PINKERTON’S CEDES ARCHIVES TO LIBRARY OF CONGRESS

WESTLAKE VILLAGE, Calif.
Published: September 19, 2000

In late spring 2000, movers appeared at Pinkerton’s U.S. Security Corporate headquarters to begin packing up the company’s archives, covering 1850-1938, for transport to its new home at the Library of Congress. The value of the archive is estimated by the Library as about $1 million, and includes 195 binders on criminal investigations, a large collection of photographs, biographical information on founder Allan Pinkerton and his sons, William and Robert, promotional materials and canvassing papers, among other items.
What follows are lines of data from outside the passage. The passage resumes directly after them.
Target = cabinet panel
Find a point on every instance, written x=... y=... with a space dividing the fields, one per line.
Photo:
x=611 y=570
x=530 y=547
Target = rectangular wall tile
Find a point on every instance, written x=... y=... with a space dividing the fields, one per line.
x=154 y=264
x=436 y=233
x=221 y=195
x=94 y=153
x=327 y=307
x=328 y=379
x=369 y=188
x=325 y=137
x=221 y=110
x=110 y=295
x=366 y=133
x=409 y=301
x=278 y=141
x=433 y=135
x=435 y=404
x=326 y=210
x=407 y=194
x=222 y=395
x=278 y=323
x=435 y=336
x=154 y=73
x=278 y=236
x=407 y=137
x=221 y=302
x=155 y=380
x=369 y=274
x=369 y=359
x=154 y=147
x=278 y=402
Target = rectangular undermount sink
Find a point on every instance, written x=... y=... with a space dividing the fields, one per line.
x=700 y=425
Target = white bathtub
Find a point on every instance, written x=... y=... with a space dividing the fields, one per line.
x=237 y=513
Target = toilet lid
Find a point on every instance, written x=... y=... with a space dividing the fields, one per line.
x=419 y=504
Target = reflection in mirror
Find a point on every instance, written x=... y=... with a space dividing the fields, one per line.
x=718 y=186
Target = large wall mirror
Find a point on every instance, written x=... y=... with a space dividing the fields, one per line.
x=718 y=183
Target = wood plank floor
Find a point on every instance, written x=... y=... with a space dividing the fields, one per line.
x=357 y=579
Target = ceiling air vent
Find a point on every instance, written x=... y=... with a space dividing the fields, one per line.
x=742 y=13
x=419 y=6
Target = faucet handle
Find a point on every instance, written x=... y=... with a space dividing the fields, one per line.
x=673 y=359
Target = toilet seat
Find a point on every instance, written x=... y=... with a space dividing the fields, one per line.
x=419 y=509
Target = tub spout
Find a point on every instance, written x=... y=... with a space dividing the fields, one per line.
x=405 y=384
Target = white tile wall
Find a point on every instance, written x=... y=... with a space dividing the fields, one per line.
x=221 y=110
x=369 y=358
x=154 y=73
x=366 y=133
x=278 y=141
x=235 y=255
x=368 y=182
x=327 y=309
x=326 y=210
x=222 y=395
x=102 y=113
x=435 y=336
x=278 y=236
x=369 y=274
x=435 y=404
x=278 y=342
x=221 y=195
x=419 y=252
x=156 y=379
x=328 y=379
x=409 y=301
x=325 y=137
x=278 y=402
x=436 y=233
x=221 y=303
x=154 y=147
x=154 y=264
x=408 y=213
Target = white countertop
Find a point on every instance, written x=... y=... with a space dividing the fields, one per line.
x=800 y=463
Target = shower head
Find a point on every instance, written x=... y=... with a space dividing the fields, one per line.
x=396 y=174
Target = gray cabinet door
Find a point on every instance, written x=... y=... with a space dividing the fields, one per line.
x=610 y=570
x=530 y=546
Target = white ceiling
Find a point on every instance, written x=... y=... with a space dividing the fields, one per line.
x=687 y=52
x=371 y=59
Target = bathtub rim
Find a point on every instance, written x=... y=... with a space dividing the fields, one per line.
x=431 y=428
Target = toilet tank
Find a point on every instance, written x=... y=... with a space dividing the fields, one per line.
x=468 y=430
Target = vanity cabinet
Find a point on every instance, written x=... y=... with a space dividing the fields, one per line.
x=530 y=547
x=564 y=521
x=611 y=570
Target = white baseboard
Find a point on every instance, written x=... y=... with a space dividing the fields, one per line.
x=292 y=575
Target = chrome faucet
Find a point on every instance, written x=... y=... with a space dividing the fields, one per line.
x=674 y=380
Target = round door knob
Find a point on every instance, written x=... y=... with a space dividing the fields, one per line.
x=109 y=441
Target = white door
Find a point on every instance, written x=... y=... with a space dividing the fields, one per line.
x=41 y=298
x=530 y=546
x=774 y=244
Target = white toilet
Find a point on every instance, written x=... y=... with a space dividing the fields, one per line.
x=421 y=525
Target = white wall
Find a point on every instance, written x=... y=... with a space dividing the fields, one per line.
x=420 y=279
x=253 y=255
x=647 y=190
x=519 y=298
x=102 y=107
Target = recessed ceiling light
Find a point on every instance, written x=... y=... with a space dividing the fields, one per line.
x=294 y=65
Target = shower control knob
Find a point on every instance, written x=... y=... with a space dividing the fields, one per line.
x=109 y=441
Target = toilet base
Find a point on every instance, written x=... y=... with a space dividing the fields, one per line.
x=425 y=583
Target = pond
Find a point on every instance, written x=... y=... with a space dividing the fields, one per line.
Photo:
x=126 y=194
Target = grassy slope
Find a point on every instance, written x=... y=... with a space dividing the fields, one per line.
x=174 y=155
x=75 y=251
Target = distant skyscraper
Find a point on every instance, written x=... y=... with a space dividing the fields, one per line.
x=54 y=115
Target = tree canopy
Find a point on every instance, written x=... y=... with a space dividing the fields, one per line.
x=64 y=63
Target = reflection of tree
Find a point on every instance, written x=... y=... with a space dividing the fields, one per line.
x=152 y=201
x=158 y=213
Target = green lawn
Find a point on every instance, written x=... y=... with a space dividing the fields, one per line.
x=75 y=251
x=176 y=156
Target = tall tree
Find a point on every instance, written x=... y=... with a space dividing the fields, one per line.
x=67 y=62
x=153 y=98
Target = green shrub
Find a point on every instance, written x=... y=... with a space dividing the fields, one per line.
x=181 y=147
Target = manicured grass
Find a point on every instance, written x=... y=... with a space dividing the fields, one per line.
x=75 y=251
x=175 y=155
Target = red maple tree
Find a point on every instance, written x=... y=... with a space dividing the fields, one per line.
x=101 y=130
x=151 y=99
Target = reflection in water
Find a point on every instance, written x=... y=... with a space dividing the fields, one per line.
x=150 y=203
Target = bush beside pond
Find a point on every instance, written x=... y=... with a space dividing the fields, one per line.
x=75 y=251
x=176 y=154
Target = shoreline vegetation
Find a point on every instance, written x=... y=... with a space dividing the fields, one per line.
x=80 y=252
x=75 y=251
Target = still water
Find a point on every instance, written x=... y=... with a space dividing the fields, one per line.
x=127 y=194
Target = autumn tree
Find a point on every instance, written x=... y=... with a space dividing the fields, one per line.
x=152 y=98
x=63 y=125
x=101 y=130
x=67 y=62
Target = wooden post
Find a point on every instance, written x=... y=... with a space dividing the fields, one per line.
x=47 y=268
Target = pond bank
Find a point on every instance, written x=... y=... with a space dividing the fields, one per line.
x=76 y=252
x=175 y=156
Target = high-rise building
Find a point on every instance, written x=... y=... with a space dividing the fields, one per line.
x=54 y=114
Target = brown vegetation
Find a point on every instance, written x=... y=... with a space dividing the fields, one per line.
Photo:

Highlights of the archive, which was added to the Library’s Manuscript Division (which already held nine volumes of the company’s Civil War correspondence), include: an 1862 photo of Allan Pinkerton with President Abraham Lincoln and General John McClernand after the Battle of Antietam; and a 1901 studio photograph of Harry Longbaugh, better known as the “Sundance Kid,” and his girlfriend Etta Place. Pinkerton later cropped the images of Place and Longbaugh and reproduced them separately in “wanted” posters. Pinkerton’s President Don Walker says, “We are honored that the Library of Congress considers our archives to be of historical significance. We have always believed that Allan Pinkerton began what became a great legacy to this country when he founded the Agency in 1850.”